A first-term incumbent, with popularity numbers literary through the floor? A 33% job approval rating, according to a recent New York Times/Siena College poll. It's lower than anything seen since the Great Depression. 

The same poll showed only 13% believe the country is going in the right direction. 13%? That’s really bad. 

Even Congress has a 19% approval rating.  

Once these 2022 elections are over, the clamor among Democrats for some "new blood" will reach a fever pitch. A New York Times poll says 62% of Democrats don’t want Biden to run again.

And as long as Gretchen Whitmer wins reelection as governor this fall, she will be in the spotlight nationally as a presidential candidate. 

Stay with me on this. 

The country is getting what they ordered in Biden — a personally gregarious man in the sunset of life, who has put the country on auto-pilot. For most of the country, this was a far better option than a second term of Donald Trump. 

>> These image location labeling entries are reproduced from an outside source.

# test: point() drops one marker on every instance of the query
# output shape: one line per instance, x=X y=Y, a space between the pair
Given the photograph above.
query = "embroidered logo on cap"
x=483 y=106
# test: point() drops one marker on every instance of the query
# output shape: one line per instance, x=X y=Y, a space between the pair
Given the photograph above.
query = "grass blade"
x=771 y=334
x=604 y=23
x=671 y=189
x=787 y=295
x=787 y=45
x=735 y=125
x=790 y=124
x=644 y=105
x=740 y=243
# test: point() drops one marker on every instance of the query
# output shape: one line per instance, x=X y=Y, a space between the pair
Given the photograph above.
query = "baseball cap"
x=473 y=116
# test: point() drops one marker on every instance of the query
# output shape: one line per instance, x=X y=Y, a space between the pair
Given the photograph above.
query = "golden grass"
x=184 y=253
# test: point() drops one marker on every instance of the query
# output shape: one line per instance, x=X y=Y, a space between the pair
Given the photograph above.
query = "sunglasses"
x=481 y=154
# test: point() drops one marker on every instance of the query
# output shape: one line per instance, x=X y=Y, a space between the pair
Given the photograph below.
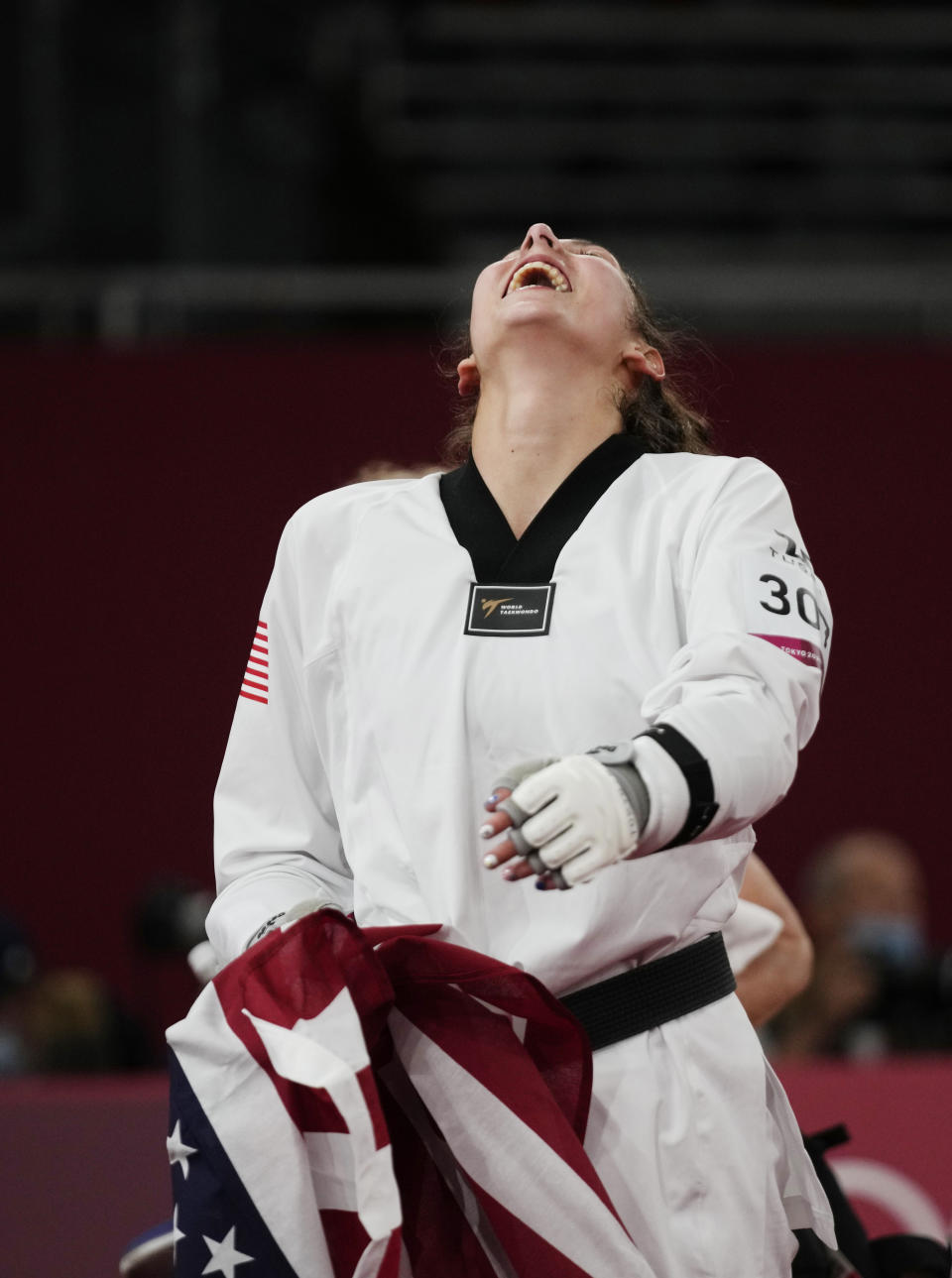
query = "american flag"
x=382 y=1104
x=255 y=685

The irony is that Biden’s first term is going so poorly, we may get a second term of Trump anyway.  

Inflation, the botched Afghanistan pullout, $5-a-gallon gas. Seemingly every business in the service industry is short-staffed. Quality is suffering. 

Newsweek reported seven in 10 economists believe a recession is coming in the final quarter of 2022 or first quarter 2023. 

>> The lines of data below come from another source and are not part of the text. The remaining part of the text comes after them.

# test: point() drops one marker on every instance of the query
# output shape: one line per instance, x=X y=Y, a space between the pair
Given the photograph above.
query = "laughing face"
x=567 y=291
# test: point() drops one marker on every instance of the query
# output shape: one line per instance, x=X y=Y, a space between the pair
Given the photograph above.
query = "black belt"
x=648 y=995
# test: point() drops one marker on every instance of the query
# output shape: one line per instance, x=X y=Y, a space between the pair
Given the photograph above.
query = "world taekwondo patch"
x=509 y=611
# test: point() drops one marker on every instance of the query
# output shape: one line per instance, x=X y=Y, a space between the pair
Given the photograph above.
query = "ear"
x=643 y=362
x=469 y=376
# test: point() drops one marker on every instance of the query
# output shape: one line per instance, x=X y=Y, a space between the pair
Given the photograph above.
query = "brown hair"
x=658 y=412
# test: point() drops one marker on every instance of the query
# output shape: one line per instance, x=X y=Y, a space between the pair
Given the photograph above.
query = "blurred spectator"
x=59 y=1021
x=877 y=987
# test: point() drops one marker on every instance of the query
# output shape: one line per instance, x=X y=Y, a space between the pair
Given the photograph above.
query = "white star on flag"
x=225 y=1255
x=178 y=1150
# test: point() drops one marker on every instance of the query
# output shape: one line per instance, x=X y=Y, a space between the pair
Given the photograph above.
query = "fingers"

Biden's response? It's been hard to get anything from him. 

He’s sadly incapable of wading more than ankle deep into topics that aren’t about his personal interests. Over the weekend, Biden’s folks gave the press exactly two minutes to ask him three questions before he sped off on his bike. Otherwise, press — again — was stuck 100 yards away from him to prevent any candid responses to the country's problems. 

It's clearer every day that Biden is not instilling optimism in anyone. He's a declining old figurehead living in a tightly scripted bubble giving heavily sanitized lamentations about the troubles of the real world.   

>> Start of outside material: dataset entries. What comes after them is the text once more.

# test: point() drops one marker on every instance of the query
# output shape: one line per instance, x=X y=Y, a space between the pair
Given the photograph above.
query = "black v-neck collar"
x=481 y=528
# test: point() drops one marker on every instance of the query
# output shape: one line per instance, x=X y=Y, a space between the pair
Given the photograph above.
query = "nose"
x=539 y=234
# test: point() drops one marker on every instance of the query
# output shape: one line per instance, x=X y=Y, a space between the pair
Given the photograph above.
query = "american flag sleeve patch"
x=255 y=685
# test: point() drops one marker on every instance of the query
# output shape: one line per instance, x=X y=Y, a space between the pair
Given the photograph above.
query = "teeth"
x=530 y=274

The country needs something else and everyone knows it.  

Biden is likely been told to say he's planning to seek re-election now so he doesn't surrender leverage in congressional negotiations. There’s only downside to labeling himself a lame duck now. 

The real announcement on a Biden re-elect comes after November, when it’s clear if Republicans retake two, one or no chambers of Congress.  

At that point, (presuming she wins) we'll hear more about “Whitmer 2024." National outlets like Politico, The Hill and The Insider already have her on their preliminary lists. 

She's a winner, a fresher face with government leadership experience who someone who has gone to war with Trump before. She has a national presence, isn't a Washington creature, is excellent in front of a camera, tough on the stump, from a key Purple Midwest state and can raise money with the best of them.  

Also, she's not tethered to Biden. This isn't the same Whitmer who was courted to be Biden's running mate. She's been distancing herself from him since November when Biden and his tanking popularity numbers were in Detroit and she was not.   

Biden was in Michigan five times in 2021. He's been here zero times in 2022, and it's likely stay that way. 

Read the tea leaves here. Many of her hires have national experience. 

Last month, the governor declined to answer NBC News’ question, "Should Mr. Biden seek reelection?” 

Instead of signing her own gas tax holiday, Whitmer punted the issue to Biden, who swiftly booted it to everyone’s favorite fall guy — Congress.  

You read The Washington Post exclusive feature story over the weekend titled, “Gretchen Whitmer’s abortion fight from the porch with her daughters”? 

That type of story elevating Whitmer in the abortion debate doesn’t happen on accident. 

FiveThirtyEight projected this week that Whitmer is "clearly favored" to win reelection, giving her a 91 in 100 chance of winning if Ryan Kelley wins the nomination. 

If and when that happens, I'll be looking for news on her first trip to Iowa.